Bu yüzden her türlü yoksulluklara ve
mahkûmiyetlere uğramaktan kendini kurtaramadı.
Efendiler,
açıklamak istiyorum ki, ilk ilham ana, baba kucağından sonra
okuldaki eğitimcinin dilinden, vicdanından, eğitiminden alınır.
En önemli, en esaslı nokta eğitim meselesidir.
Eğitimdir ki bir milleti ya özgür, bağımsız, şanlı,
yüce bir sosyal toplum olarak yaşatır veya bir milleti esaret ve yoksulluğa terk eder.
Efendiler!
Eğitim kelimesi yalnız olarak kullanıldığı zaman herkes kendine göre bir anlam çıkartır.
Ayrıntıya girişilirse eğitimin hedefleri, amaçları çeşitlenir.
Mesela, dinî eğitim, millî eğitim, milletler arası eğitim.
Bütün bu eğitimlerin hedef ve amaçları başka başkadır.

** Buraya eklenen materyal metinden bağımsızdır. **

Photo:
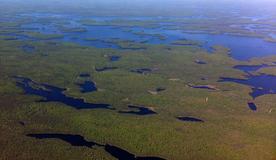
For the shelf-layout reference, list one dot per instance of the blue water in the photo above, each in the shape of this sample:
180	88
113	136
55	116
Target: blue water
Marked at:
87	86
28	48
142	70
55	94
105	69
251	68
140	110
252	106
261	84
190	119
80	141
242	48
114	58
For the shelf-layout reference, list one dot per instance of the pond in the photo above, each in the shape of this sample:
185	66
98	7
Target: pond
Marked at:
55	94
140	110
78	140
242	48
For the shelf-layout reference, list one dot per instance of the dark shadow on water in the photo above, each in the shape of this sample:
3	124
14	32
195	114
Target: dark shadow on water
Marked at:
252	68
141	70
261	84
190	119
83	75
252	106
28	48
55	94
74	140
79	141
87	86
141	111
114	58
105	69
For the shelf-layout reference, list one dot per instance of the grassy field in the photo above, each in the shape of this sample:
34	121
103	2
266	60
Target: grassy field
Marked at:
231	131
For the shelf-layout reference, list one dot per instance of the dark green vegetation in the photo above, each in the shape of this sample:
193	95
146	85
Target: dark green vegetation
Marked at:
230	129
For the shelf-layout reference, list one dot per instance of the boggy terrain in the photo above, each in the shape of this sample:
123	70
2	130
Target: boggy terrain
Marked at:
231	130
147	94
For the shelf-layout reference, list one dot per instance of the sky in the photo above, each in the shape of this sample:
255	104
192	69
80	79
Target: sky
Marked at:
136	7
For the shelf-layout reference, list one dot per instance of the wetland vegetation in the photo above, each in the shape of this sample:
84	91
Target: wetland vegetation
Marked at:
143	83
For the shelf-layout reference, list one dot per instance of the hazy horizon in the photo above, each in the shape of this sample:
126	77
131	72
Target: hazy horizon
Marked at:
140	7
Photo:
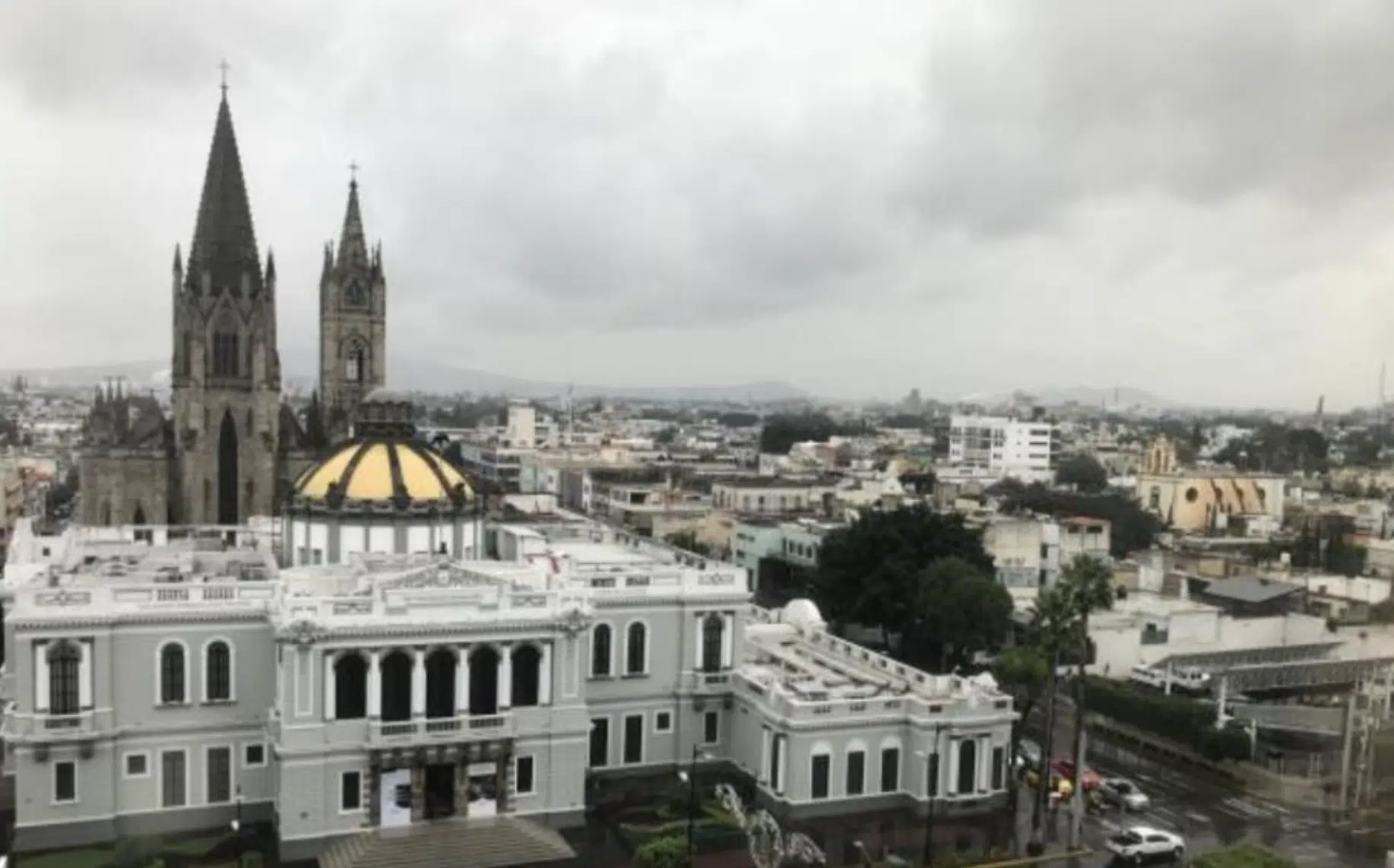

Ben burada yalnız yeni Türk Cumhuriyeti’nin
yeni nesle vereceği eğitimin millî eğitim olduğunu kesinlikle
ifade ettikten sonra diğerleri üzerinde durmayacağım.”
Büyük önder Mustafa Kemal Atatürk’ün
22 Eylül 1924 Pazartesi günü Samsun’da
öğretmenlere yönelik yaptığı konuşmadan bazı kesitlerle başlamak istedim.
Atatürk, liderlik vasıflarıyla doğmuş,
herkesin göremeyeceği şeyleri görebilen, ileri görüşlü ve bu sebeplerle de
“karizmatik” diye tavsif edilebilecek bir şahsiyet olarak
Türk milletine inanmış, güvenmiş;
Türk milleti de onun yeteneklerine inanmış ve güvenmişti.
Sabrıyla, bilgisiyle, ikna edici, öğretici yönüyle İstiklâl Savaşımızı ve
İnkılâplar sürecini ustaca yöneten, çok yönlü bir mücadele veren Mustafa Kemal Atatürk,
Türk milletinin öğretmenliğini yaptığı gibi bir eğitim bilimci olarak da
eğitim sistemimizin eksikliklerini tespit etmiş ve
eğitim düzenimize ilişkin çeşitli önerilerde bulunmuştu.
Mustafa Kemal Atatürk, 15 Temmuz 1921’de
Ankara’da İstiklâl Savaşımız sürerken,
Savaşa ve bütün maddî imkânların
düşmanı kovmak için kullanılması zaruretine rağmen toplanan;
eğitim kurum ve programlarında reform çalışmalarını başlatan
Maarif Kongresi’nde Türk öğretmen temsilcilerinin huzurunda
“millî, laik, akılcı, gerçekçi ve tecrübeci” eğitim sisteminden
şu sözlerle bahsetmişti.
“Şimdiye kadar takip olunan tahsil ve terbiye usullerinin
milletimizin gerileme tarihinde en önemli bir etken olduğu kanaatindeyim.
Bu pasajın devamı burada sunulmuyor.